Dopo il blackout di Terni, il nuovo corso parte subito fortissimo
Il calcio, si sa, ha una memoria cortissima e un senso dell'umorismo piuttosto cinico. Solo sette giorni fa, il Ravenna usciva dal campo di Terni con le ossa rotte e il morale sotto i tacchetti, vittima di una prestazione opaca che aveva lasciato intravedere crepe preoccupanti nella tenuta mentale del gruppo. La sconfitta contro la Ternana non è stata vista come un semplice incidente di percorso, ma un segnale d'allarme che aveva spinto la società a cambiare rotta, esonerando Marchionni e affidando la panchina a un allenatore esperto del calibro di Andrea Mandorlini.
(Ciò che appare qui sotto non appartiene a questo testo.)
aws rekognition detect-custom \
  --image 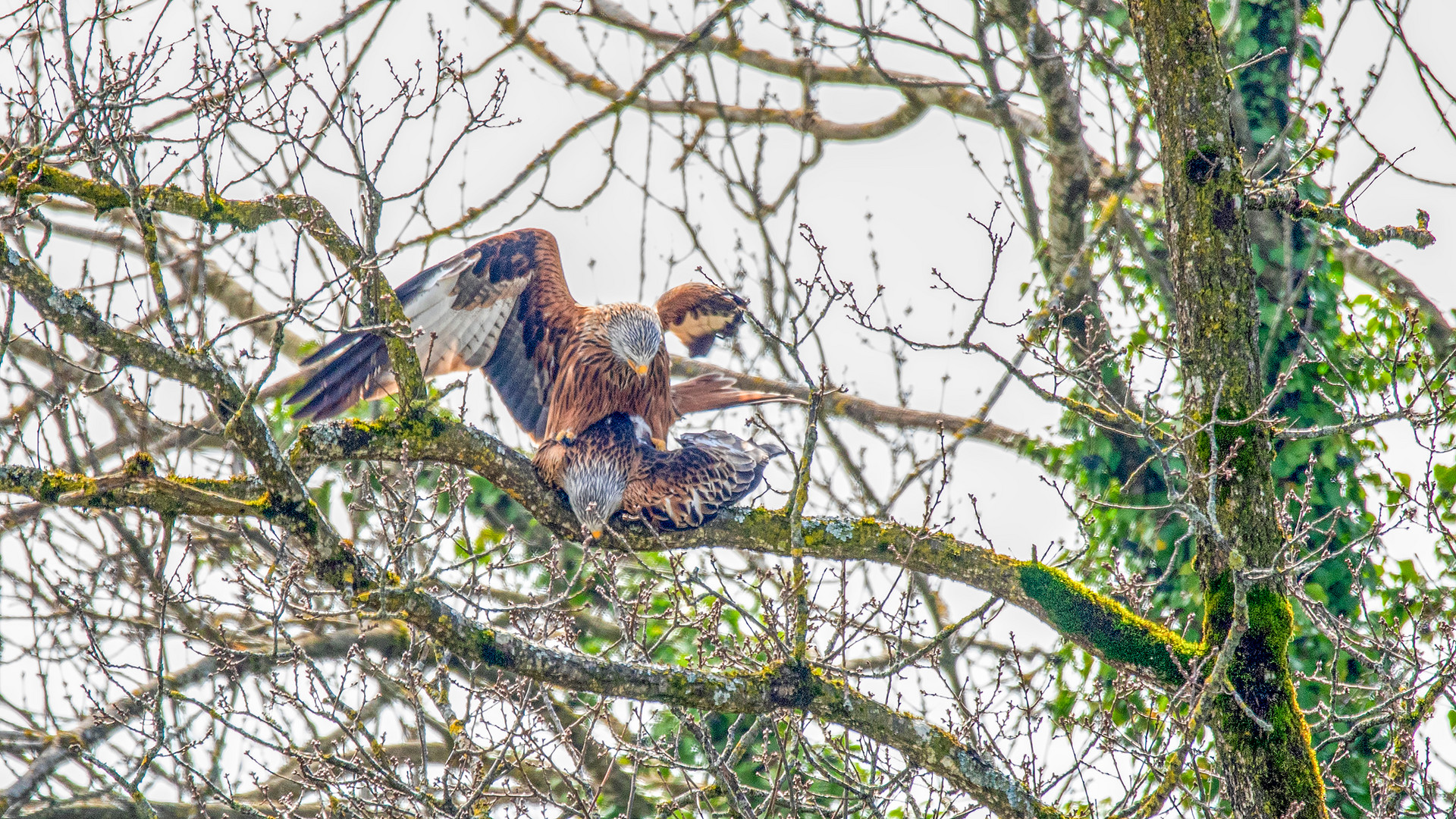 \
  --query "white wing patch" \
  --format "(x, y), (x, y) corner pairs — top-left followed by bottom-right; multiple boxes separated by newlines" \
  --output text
(405, 259), (529, 376)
L'esordio dell’allenatore ravennate purosangue non era dei più semplici. Di fronte, al “Benelli”, si presentava la Juventus Next Gen di Brambilla, tra le squadre più informa della Serie C. Con cinque vittorie nelle ultime sei gare, i bianconeri erano arrivati in Romagna con grande consapevolezza, forti di una fiducia cementata dai risultati ottenuti sul campo.
Eppure, Mandorlini ha impiegato meno di novanta minuti per ricordare a tutti che il carattere fa sempre la differenza. Il Ravenna visto contro la Next Gen è stato l'esatto opposto della squadra timorosa vista in Umbria: aggressivo su ogni pallone, corto tra i reparti e, soprattutto, cinico sotto porta. La vittoria non è arrivata per caso o per un episodio fortuito, ma è stata il frutto di una gara interpretata nel miglior modo possibile.
Il fischio finale ha sancito molto più di tre punti in classifica. Ha sancito il riscatto di un gruppo che era stato messo sul banco degli imputati e che ha risposto con i fatti, nonostante il secondo posto nel Girone C da neopromossa. Battere questa Juventus, in questo momento della stagione, equivale a mandare un messaggio chiaro a tutto il campionato: il Ravenna è piú vivo che mai, ha ritrovato la sua guida e non ha intenzione di recitare il ruolo della comparsa.
L’effetto "usato sicuro" che scuote la Romagna
L’impatto è stato visibile sin dal primo possesso palla. Non c’è stata la rivoluzione tattica totale, quanto piuttosto un’iniezione di pragmatismo tipica di chi conosce ogni filo d'erba di questa categoria. Mandorlini ha lavorato sulla testa dei giocatori, ripulendo le scorie della sconfitta di Terni e restituendo certezze a chi sembrava averle smarrite. Umiltà, sacrificio e una cattiveria agonistica che ha sorpreso una Juve forse troppo sicura dei propri mezzi tecnici.
Il capolavoro è stato però anche tattico. Consapevole della velocità della Next Gen, il Ravenna ha saputo abbassare il baricentro senza mai chiudersi a riccio, ripartendo con verticalizzazioni feroci che hanno messo in crisi la retroguardia bianconera. La vittoria all'esordio è stata il miglior biglietto da visita possibile.
Esami Arezzo e Ravenna non superati per la Next Gen
La sconfitta della Juventus Next Gen è stata la grande delusione della giornata. La freschezza dei talenti di Torino, che nelle ultime sei partite aveva prodotto una media punti da promozione diretta, si è infranta contro l'organizzazione difensiva del Ravenna. È la prova che nel girone contano spesso l'esperienza e la gestione dei momenti, elementi in cui i romagnoli, sabato pomeriggio, sono stati maestri. Nonostante il grande momento dei bianconeri, le due sconfitte contro Arezzo e Ravenna, rispettivamente prima e seconda della classe, lanciano un messaggio chiaro ai bianconeri: per giocarsela con loro, serve fare uno step in più.
Per il Ravenna, aver interrotto la striscia positiva della seconda squadra bianconera è un'iniezione di fiducia fondamentale. Togliersi di dosso la polvere di Terni battendo la squadra più in forma del momento regala una consapevolezza nuova. La Next Gen rimane una candidata ai playoff, ma il Ravenna ha dimostrato che con l'atteggiamento giusto nessuna vetta è irraggiungibile, Arezzo avvisato. La rincorsa è appena iniziata, e se queste sono le premesse, ci sarà da divertirsi.